Get a vector representation of a given input that can be easily consumed by machine learning models and algorithms.
oai_create_embeddings()
: Creates an embedding vector representing the input text.
Usage
oai_create_embeddings(
input,
model,
encoding_format = c("float", "base64"),
dimensions = NULL,
user = NULL,
.classify_response = TRUE,
.async = FALSE
)
Arguments
- input
Character. Input text to embed, encoded as a string or array of tokens. To embed multiple inputs in a single request, pass an array of strings or array of token arrays. The input must not exceed the max input tokens for the model (8192 tokens for text-embedding-ada-002), cannot be an empty string, and any array must be 2048 dimensions or less.

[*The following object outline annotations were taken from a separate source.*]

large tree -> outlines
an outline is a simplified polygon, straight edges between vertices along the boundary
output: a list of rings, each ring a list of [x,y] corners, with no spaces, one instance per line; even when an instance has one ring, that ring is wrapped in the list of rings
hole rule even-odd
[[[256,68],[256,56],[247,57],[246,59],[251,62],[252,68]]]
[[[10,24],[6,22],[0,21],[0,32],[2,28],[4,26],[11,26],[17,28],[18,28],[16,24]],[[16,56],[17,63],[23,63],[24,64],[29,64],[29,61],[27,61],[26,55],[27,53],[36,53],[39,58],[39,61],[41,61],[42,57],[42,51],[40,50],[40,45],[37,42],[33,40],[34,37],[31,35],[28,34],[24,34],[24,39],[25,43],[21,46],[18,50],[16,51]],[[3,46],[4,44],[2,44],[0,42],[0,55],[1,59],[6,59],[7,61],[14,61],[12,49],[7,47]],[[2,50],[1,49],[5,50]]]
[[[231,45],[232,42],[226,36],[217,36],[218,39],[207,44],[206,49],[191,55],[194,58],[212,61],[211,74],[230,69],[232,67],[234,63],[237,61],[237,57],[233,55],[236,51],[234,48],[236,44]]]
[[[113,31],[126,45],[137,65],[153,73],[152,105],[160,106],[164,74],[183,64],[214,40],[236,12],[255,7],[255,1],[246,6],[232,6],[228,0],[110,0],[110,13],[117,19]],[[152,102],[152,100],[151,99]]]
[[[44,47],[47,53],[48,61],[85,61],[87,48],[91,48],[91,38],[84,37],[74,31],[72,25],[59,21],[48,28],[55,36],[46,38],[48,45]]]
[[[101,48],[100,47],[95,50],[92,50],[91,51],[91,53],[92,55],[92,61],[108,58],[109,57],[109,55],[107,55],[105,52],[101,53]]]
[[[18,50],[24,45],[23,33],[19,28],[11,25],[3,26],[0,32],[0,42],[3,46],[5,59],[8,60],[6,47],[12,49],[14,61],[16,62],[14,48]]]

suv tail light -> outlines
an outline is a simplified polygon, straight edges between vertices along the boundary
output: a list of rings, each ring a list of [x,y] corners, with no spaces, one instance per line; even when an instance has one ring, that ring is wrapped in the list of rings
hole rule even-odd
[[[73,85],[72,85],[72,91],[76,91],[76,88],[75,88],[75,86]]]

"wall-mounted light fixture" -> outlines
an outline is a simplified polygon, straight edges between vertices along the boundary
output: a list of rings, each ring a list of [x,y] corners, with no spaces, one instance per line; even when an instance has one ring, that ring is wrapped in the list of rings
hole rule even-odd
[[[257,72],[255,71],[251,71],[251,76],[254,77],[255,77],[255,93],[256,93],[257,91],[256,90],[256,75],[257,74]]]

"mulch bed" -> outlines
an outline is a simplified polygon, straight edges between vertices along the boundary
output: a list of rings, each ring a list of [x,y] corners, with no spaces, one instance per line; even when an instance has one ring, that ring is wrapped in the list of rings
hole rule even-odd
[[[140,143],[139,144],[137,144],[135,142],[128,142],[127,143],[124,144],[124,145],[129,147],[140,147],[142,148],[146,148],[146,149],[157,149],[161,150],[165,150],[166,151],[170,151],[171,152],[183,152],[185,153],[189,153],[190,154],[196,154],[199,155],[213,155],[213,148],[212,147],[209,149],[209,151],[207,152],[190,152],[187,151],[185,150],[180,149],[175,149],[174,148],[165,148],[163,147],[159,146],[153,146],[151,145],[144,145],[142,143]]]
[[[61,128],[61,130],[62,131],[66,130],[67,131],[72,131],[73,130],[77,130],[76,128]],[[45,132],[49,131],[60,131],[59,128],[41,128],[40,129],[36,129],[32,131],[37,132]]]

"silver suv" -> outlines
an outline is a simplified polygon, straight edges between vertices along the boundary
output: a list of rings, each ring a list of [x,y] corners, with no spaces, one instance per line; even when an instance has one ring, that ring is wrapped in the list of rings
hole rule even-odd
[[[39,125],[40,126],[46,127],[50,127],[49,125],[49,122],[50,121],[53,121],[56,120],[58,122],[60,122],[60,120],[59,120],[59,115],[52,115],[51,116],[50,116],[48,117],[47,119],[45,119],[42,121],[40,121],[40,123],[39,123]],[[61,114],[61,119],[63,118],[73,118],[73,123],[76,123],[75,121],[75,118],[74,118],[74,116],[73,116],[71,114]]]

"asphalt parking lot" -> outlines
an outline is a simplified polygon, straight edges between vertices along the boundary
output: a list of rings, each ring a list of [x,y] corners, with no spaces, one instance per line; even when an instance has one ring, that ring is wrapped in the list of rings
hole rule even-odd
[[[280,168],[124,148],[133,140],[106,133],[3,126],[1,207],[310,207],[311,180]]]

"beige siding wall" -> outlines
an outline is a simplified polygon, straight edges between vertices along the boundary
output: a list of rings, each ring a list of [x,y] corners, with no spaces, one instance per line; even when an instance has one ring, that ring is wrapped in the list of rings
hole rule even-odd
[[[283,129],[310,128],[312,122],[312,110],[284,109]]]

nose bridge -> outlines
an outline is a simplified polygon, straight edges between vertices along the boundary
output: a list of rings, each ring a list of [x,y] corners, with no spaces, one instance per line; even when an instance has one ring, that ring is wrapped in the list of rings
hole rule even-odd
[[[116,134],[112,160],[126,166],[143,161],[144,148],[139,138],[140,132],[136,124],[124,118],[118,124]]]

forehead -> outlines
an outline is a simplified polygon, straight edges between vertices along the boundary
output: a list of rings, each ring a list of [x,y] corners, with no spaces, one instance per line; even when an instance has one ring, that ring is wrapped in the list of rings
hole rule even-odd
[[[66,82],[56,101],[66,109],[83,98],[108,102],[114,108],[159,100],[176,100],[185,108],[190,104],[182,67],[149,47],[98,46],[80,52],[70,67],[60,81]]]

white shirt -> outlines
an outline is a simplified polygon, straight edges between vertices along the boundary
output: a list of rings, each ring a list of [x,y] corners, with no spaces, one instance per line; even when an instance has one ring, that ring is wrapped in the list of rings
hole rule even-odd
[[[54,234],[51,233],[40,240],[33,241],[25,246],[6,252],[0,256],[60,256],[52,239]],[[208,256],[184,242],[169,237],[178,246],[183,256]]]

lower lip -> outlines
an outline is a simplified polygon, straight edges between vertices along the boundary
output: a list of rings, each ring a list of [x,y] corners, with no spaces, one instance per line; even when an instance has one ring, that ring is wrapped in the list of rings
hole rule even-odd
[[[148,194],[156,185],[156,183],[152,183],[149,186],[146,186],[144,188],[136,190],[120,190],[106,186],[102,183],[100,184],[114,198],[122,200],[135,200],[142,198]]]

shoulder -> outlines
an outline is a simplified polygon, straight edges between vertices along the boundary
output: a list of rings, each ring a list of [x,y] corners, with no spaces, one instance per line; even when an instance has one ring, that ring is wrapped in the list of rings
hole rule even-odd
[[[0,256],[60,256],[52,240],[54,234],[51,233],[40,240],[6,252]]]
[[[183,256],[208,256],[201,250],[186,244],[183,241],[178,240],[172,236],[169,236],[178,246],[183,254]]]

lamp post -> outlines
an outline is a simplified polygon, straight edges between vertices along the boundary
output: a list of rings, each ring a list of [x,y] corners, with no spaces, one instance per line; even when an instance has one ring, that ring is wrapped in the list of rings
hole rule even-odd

Example Python code for counting tokens.
- model
Character. ID of the model to use. You can use the
oai_list_models()
function to see all of your available models.- encoding_format
Character. Defaults to "float". The format to return the embeddings in. Can be either "float" or "base64".
- dimensions
Integer. The number of dimensions the resulting output embeddings should have. Only supported in text-embedding-3 and later models.
- user
Character. A unique identifier representing your end-user, which can help OpenAI to monitor and detect abuse.
- .classify_response
Logical. If
TRUE
(default), the response is classified as an R6 object. IfFALSE
, the response is returned as a list.- .async
Logical. If
TRUE
, the request is performed asynchronously.